UAV object detection remains challenging due to large scale variation, dense small objects, frequent occlusion, and complex background interference. Existing CNN-based detectors are often limited by weak small-object representation, while Transformer-based detectors may not adequately preserve local details in dense aerial scenes. This paper proposes a dual-path detection framework that integrates frequency-domain enhancement with large-kernel convolution and Transformer-based global modeling. An FFT Large-Kernel Convolution (FFLKC) module is introduced to enhance high-frequency details and enlarge the effective receptive field.

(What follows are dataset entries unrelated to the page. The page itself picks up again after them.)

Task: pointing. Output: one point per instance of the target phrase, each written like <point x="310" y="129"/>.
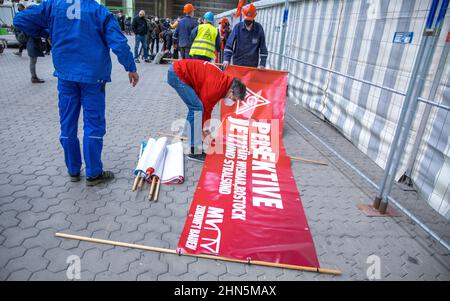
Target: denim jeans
<point x="195" y="107"/>
<point x="140" y="40"/>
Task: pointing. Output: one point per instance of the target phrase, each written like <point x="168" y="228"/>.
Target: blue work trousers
<point x="73" y="96"/>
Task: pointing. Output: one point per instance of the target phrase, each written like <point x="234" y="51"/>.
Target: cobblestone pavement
<point x="37" y="200"/>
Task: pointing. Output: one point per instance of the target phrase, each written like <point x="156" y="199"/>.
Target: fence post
<point x="283" y="33"/>
<point x="420" y="52"/>
<point x="415" y="87"/>
<point x="406" y="178"/>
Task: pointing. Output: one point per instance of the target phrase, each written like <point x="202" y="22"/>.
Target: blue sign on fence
<point x="403" y="37"/>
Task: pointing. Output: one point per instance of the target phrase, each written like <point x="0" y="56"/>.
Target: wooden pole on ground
<point x="152" y="188"/>
<point x="308" y="161"/>
<point x="156" y="194"/>
<point x="170" y="251"/>
<point x="183" y="138"/>
<point x="173" y="60"/>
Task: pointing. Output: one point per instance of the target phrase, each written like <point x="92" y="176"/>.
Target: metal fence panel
<point x="355" y="38"/>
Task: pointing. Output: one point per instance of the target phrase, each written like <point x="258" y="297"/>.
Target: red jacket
<point x="209" y="82"/>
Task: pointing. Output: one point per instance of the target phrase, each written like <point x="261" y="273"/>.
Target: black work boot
<point x="75" y="178"/>
<point x="104" y="177"/>
<point x="37" y="80"/>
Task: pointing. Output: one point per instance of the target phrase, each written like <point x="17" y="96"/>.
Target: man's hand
<point x="134" y="78"/>
<point x="206" y="133"/>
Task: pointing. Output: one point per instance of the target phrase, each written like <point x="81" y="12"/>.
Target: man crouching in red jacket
<point x="201" y="85"/>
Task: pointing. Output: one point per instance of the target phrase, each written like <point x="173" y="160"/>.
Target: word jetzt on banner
<point x="246" y="205"/>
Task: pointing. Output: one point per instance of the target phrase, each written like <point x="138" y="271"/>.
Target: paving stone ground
<point x="37" y="200"/>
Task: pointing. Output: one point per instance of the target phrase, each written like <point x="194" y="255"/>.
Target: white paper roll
<point x="141" y="166"/>
<point x="173" y="172"/>
<point x="156" y="155"/>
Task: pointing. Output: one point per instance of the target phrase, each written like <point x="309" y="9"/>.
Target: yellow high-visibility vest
<point x="205" y="41"/>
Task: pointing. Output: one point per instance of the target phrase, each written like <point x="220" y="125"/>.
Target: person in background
<point x="35" y="48"/>
<point x="174" y="26"/>
<point x="157" y="29"/>
<point x="201" y="85"/>
<point x="128" y="26"/>
<point x="121" y="19"/>
<point x="82" y="61"/>
<point x="224" y="34"/>
<point x="246" y="43"/>
<point x="20" y="36"/>
<point x="205" y="39"/>
<point x="140" y="29"/>
<point x="182" y="34"/>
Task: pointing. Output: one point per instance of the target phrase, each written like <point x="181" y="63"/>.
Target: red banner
<point x="247" y="205"/>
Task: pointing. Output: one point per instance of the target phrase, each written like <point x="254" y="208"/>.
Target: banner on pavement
<point x="247" y="205"/>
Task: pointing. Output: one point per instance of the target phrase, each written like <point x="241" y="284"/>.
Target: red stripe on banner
<point x="247" y="205"/>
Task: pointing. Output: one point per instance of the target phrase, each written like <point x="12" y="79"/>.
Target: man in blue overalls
<point x="182" y="34"/>
<point x="82" y="34"/>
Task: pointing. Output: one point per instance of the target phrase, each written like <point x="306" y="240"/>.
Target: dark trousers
<point x="184" y="52"/>
<point x="155" y="42"/>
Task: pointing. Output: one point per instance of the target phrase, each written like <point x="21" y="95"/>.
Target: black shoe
<point x="105" y="176"/>
<point x="197" y="157"/>
<point x="75" y="178"/>
<point x="36" y="80"/>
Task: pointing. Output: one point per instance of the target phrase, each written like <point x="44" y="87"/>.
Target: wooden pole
<point x="308" y="161"/>
<point x="172" y="135"/>
<point x="156" y="194"/>
<point x="141" y="182"/>
<point x="213" y="257"/>
<point x="152" y="188"/>
<point x="173" y="60"/>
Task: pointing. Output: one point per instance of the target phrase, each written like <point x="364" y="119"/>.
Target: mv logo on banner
<point x="251" y="101"/>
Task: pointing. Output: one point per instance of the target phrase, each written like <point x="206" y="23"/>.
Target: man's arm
<point x="218" y="41"/>
<point x="119" y="44"/>
<point x="193" y="35"/>
<point x="228" y="52"/>
<point x="34" y="20"/>
<point x="263" y="53"/>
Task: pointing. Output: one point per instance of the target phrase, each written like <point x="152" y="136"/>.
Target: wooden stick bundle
<point x="174" y="252"/>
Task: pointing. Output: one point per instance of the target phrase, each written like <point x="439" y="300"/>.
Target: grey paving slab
<point x="37" y="200"/>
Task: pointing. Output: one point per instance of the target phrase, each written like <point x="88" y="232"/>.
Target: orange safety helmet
<point x="249" y="12"/>
<point x="224" y="21"/>
<point x="188" y="8"/>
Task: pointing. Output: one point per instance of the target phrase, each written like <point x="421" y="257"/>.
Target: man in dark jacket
<point x="140" y="29"/>
<point x="247" y="42"/>
<point x="182" y="34"/>
<point x="157" y="29"/>
<point x="20" y="36"/>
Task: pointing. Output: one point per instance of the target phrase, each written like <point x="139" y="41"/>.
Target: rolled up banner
<point x="174" y="165"/>
<point x="159" y="167"/>
<point x="156" y="155"/>
<point x="142" y="163"/>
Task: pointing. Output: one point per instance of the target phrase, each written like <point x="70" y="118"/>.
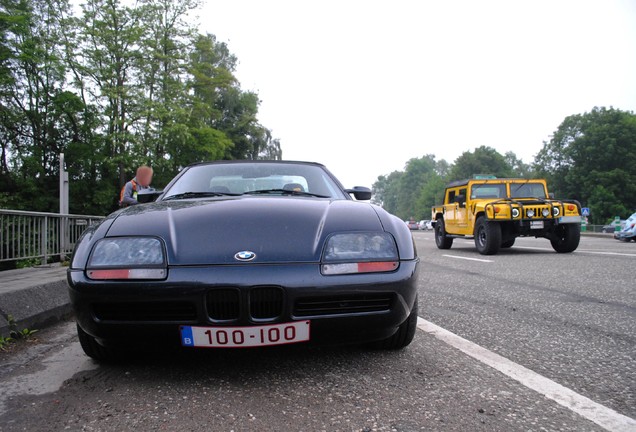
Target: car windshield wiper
<point x="284" y="192"/>
<point x="186" y="195"/>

A Transformer pathway with Full-Process Feature Attention (FPFA) is designed to strengthen long-range dependency modeling and semantic representation. A Frequency-Semantic Memory-guided Adaptive Fusion (FMSAF) module is further employed to integrate local detail features and global contextual information. Experiments on UAVDT and VisDrone demonstrate that the proposed method achieves superior overall detection performance and stronger small-object perception than mainstream detectors. The method reaches 58.7 $AP$ and 51.8 $A{P}_S$ on UAVDT, and 39.4 $AP$ and 30.5 $A{P}_S$ on VisDrone. Qualitative and quantitative results verify the effectiveness of the proposed design in improving detection quality under complex UAV backgrounds.